Acortar tiempos de construcción y mantener estándares de calidad y seguridad son algunos de los retos actuales en el desarrollo de infraestructura. Los sectores público y privado han encontrado en el uso de prefabricados de concreto (zapatas, columnas, trabes, prelosas, fachadas o tubos) una creciente solución.

“Se agilizan los procesos. Si a una empresa le otorgan una concesión, por ejemplo, de un hospital, tiene que acabar rápido para recuperar la inversión, lo que no quiere decir que sea más barato que un sistema tradicional de construcción porque el cemento y el acero cuesta lo mismo. Es un hecho que hay una mejor planeación de la obra”, dijo el coordinador de prefabricados del Grupo Constructor ZEA, Salvador Flores.

La empresa es filial del Jaguar Ingenieros Constructores (quien el mes pasado se adjudicó un contrato de 82 millones de pesos para desarrollar un puente vehicular en la Alcaldía de Cuajimalpa en la Ciudad de México) y en sus instalaciones del Estado de México se fabrican 247 trabes de hasta 40 metros de longitud que se utilizarán en el principal acceso al Aeropuerto Internacional Felipe Ángeles (AIFA). La firma Mecano tiene a su cargo cerca de 600 trabes.

El acceso llamado Tonanitla tendrá una extensión que ronda los 20 km, de los cuales en 5 km se utilizarán prefabricados, y la Secretaría de Comunicaciones y Transportes (SCT) optó por licitarlo por tramos.

“Somos proveedores de tres contratos (Jaguar Ingenieros Constructores, GAMI y Grupo Constructor Pirámide). Nuestra ventaja competitiva es que estamos a un costado de donde se desarrolla la obra, por lo que pensamos que una vez que entreguemos los productos, el siguiente mes, se requerirán de nuestros servicios en otras constructoras participantes”, agregó Flores.

Portafolio de obras

Con 16 año de existencia y afiliado a la Asociación Nacional de Industriales del Presfuerzo y la Prefabricación (ANIPPAC), Grupo Constructor ZEA suma en su portafolio algunos segmentos del tren interurbano México-Toluca, la carretera de Cuautla, la reparación del Paso Express o el distribuidor Alfredo del Mazo.
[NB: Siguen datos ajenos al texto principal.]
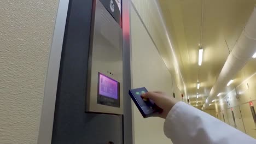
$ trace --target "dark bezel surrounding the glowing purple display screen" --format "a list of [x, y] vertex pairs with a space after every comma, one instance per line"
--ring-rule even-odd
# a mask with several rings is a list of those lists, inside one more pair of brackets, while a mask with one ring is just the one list
[[[100, 75], [103, 75], [105, 77], [107, 77], [108, 79], [110, 80], [113, 80], [115, 82], [117, 82], [117, 99], [115, 98], [110, 98], [110, 97], [107, 97], [105, 95], [101, 95], [100, 94]], [[99, 73], [98, 72], [98, 83], [97, 83], [97, 104], [101, 104], [101, 105], [107, 105], [107, 106], [113, 106], [113, 107], [120, 107], [120, 82], [117, 81], [117, 80], [114, 80], [112, 79], [111, 77], [109, 76], [106, 76], [102, 73]]]

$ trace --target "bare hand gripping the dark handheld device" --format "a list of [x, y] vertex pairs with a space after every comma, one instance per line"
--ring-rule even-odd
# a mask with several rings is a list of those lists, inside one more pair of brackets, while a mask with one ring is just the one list
[[166, 95], [163, 92], [147, 92], [141, 95], [142, 98], [151, 99], [158, 105], [162, 112], [159, 117], [166, 118], [172, 107], [178, 103], [178, 100]]

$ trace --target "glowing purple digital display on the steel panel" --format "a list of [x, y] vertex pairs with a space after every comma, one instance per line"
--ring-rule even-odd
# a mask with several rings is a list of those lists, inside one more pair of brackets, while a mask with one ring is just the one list
[[99, 74], [98, 93], [108, 98], [118, 99], [118, 82]]

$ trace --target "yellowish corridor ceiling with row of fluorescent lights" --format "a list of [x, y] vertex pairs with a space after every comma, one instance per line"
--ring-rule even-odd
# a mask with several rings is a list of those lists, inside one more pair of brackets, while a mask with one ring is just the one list
[[[201, 106], [216, 82], [229, 50], [245, 27], [256, 0], [159, 0], [159, 4], [174, 39], [173, 47], [191, 105], [196, 105], [198, 93], [198, 105]], [[203, 49], [201, 66], [198, 65], [199, 44]], [[252, 59], [243, 69], [255, 73], [255, 62]], [[238, 73], [237, 79], [242, 75]], [[200, 89], [196, 88], [197, 81], [201, 84]], [[241, 81], [234, 81], [225, 93]]]

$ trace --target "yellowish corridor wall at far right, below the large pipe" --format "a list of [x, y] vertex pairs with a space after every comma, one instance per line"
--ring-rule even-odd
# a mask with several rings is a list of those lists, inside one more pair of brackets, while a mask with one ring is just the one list
[[[219, 102], [216, 103], [216, 112], [220, 113], [220, 120], [222, 120], [222, 112], [224, 111], [228, 112], [228, 117], [232, 116], [232, 108], [236, 124], [234, 124], [232, 117], [229, 117], [229, 124], [232, 127], [236, 127], [236, 129], [243, 131], [244, 133], [254, 138], [256, 137], [256, 127], [249, 102], [252, 102], [252, 104], [255, 105], [255, 63], [256, 59], [252, 58], [247, 62], [243, 69], [238, 71], [235, 77], [236, 79], [234, 79], [234, 83], [229, 88], [226, 88], [226, 93], [222, 93], [223, 96], [219, 98]], [[234, 89], [230, 92], [230, 88]]]

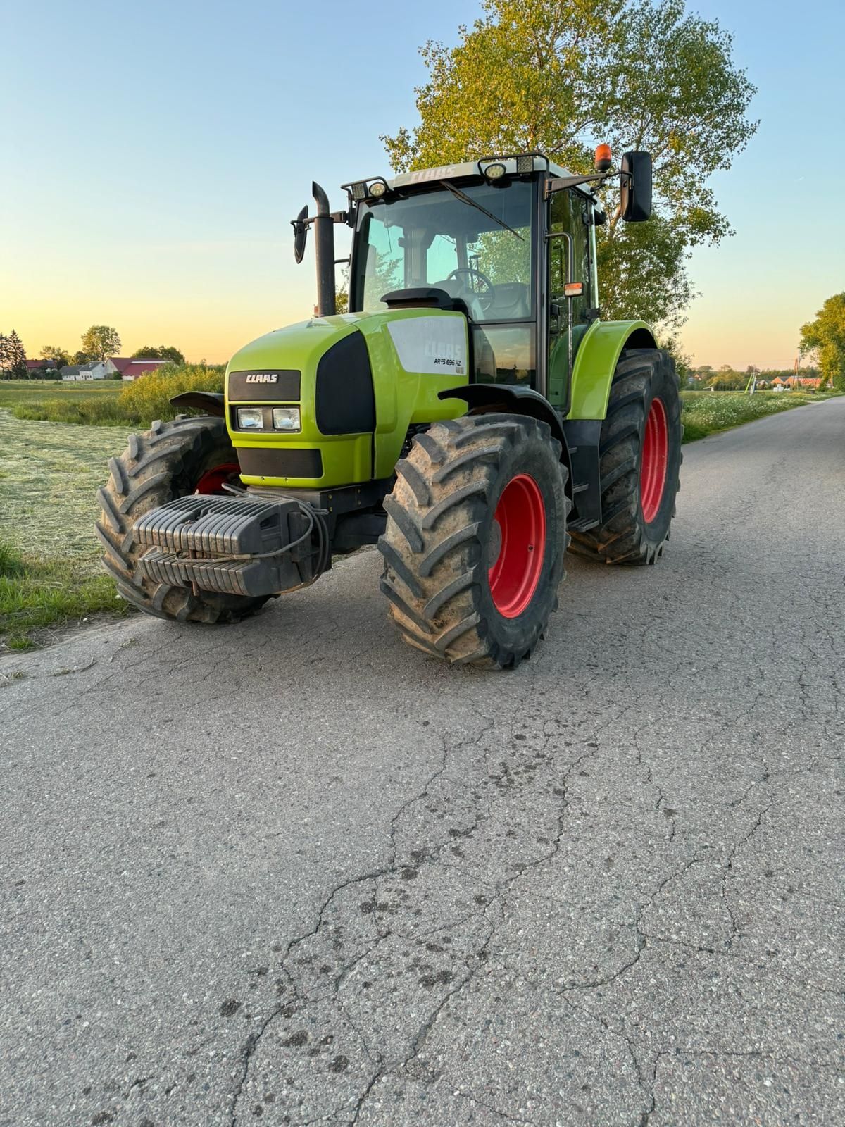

En obras públicas la empresa no suele concursar en las licitaciones, sino que son contratados como proveedores de quienes ganan los contratos.

Con una capacidad para colar entre cuatro y piezas diariamente, de unos 45 metros de longitud, la planta también redujo sus operaciones el año pasado por la pandemia del Covi-19, la cual también frenó sus planes de incursionar por primera vez en el extranjero (iban a participar en un distribuidor vial en Panamá).

“Ahora estamos totalmente centrados en cumplir nuestros compromisos relacionados con el acceso al AIFA y planeando incrementar nuestra infraestructura porque sabemos que el aeropuerto va a detonar más infraestructura comercial en la que queremos participar con otras de nuestras fortalezas, las certificaciones y los laboratorios de calidad”, agregó el gerente de la planta, Marco Pacheco.